# What do these wifi router numbers mean/used for?



## NRA_guy (Jun 9, 2015)

I see these numbers (in the red box) in wifi router information, but I have no idea what they mean or why one needs to see them. (I understand the other data.)

I blurred some of it.

Anybody know?


----------



## painterswife (Jun 7, 2004)

What's a MAC Address and how do I find it? : Technology Services


What's a MAC Address and how do I find it?




slts.osu.edu


----------



## NRA_guy (Jun 9, 2015)

OK, I read that. Thanks.

So . . . do I ever need to know my laptop's MAC address?

Can somebody hack into my laptop if they know its MAC address?


----------



## GREENCOUNTYPETE (Jul 25, 2006)

if you want to do MAC address filtering for security in your firewall you would need to know it.

mostly , no you probably won't need it and your mac address alone wouldn't be enough.

just think of it as a digital SN# it is assigned by the manufacturer like a SN# and it isn't something you can change


----------



## Robotron (Mar 25, 2012)

If you want to know how the feds find you using a computer, it’s this address. Every digital device has one that is unique to itself.


----------



## GREENCOUNTYPETE (Jul 25, 2006)

Robotron said:


> If you want to know how the feds find you using a computer, it’s this address. Every digital device has one that is unique to itself.


first they track your IP to your location then they have your MAC and know exactly which device you were using

don't worry NRA_guy your IP puts you right where you have claimed to be living


----------



## Nevada (Sep 9, 2004)

NRA_guy said:


> So . . . do I ever need to know my laptop's MAC address?
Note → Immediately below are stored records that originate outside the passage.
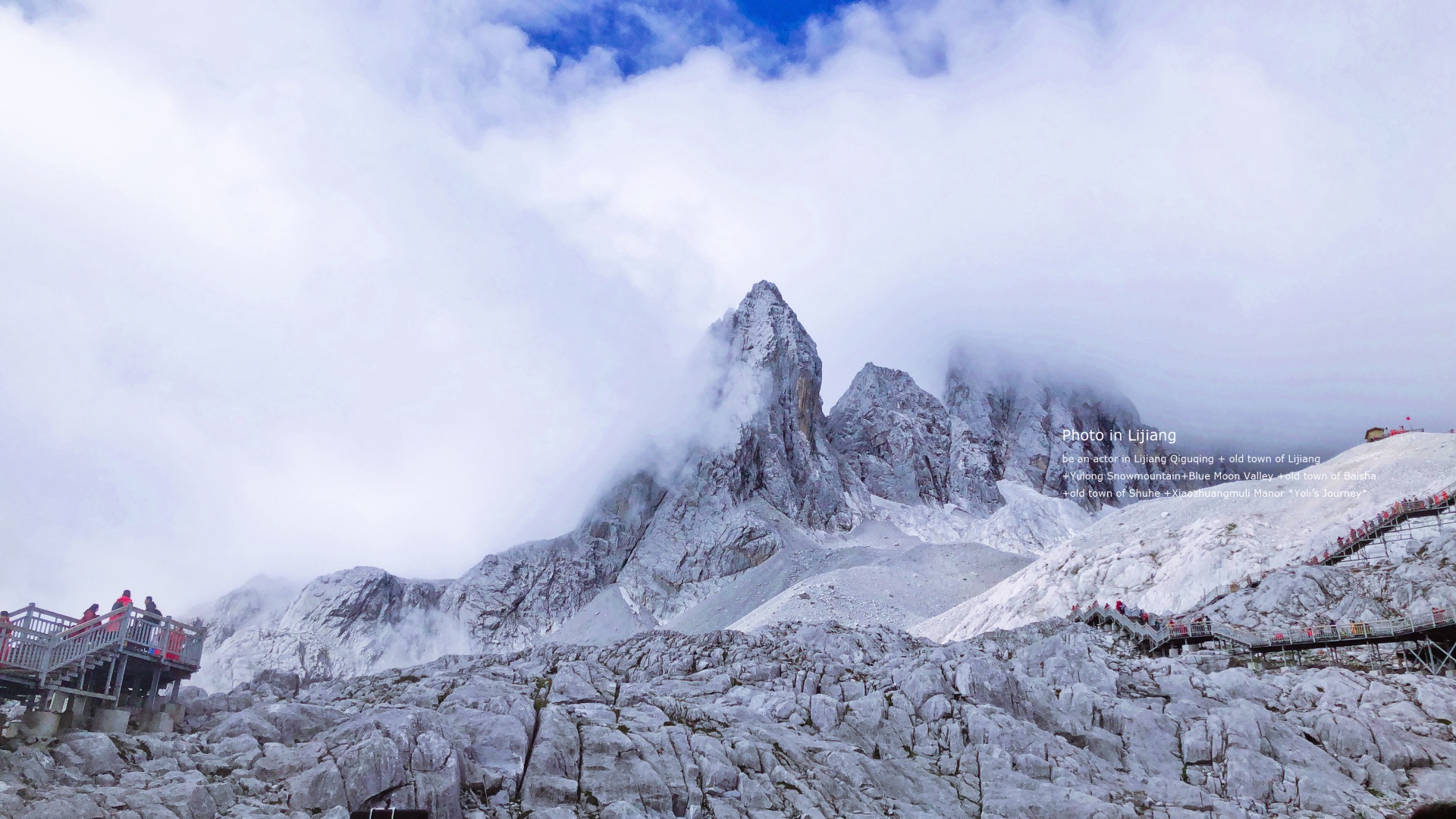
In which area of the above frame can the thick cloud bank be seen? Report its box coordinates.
[0,2,1456,610]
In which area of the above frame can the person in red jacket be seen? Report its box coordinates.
[98,588,131,631]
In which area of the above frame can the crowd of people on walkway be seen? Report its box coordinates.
[0,588,202,663]
[1333,490,1451,554]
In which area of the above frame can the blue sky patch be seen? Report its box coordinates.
[511,0,847,76]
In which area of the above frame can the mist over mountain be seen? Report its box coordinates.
[206,281,1205,685]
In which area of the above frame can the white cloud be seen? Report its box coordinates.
[0,2,1456,609]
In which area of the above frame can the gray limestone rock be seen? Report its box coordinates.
[828,364,1000,516]
[945,353,1203,512]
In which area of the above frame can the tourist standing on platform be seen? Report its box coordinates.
[106,588,131,631]
[141,595,162,648]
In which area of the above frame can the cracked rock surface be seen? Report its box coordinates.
[11,621,1456,819]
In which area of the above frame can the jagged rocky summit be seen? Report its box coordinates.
[199,281,1188,686]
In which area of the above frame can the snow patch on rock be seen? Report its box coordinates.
[915,433,1456,642]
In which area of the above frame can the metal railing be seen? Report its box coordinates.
[0,605,207,675]
[1070,605,1456,650]
[1310,484,1456,566]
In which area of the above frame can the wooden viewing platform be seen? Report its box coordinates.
[1067,475,1456,673]
[0,604,207,733]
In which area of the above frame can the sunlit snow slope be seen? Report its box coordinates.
[912,433,1456,642]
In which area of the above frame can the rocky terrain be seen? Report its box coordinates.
[913,433,1456,640]
[8,621,1456,819]
[198,281,1182,688]
[1197,526,1456,629]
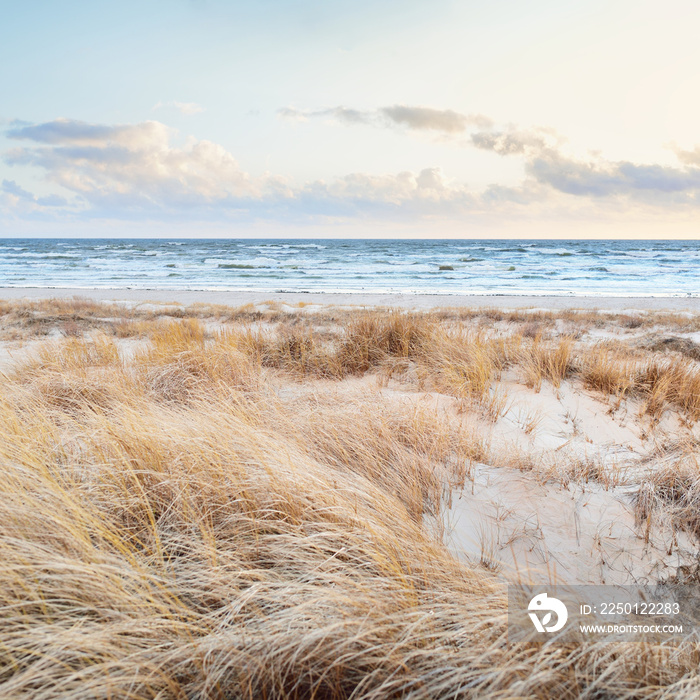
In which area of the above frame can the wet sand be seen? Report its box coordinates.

I have Cox cable internet service. To connect to their network they require the modem's MAC address. But, of course, Cox's security problems aren't an issue with DSL.


----------



## robin416 (Dec 29, 2019)

GREENCOUNTYPETE said:


> first they track your IP to your location then they have your MAC and know exactly which device you were using
> 
> don't worry NRA_guy your IP puts you right where you have claimed to be living


I'm not even sure how well that works any more unless I'm misunderstanding something. My IP shows that I'm 200 miles from where I'm actually at. No, I'm not using a VPN.


----------



## GREENCOUNTYPETE (Jul 25, 2006)

robin416 said:


> I'm not even sure how well that works any more unless I'm misunderstanding something. My IP shows that I'm 200 miles from where I'm actually at. No, I'm not using a VPN.


it shows the office of the ISP mine shows Janesville WI , I don't live in Janesville it is n't perfect but it is something.


----------



## Gary in ohio (May 11, 2002)

Your IP doesnt necessarily show were you are, It will show were your ISP is. The IP address a best guess based on routing.


----------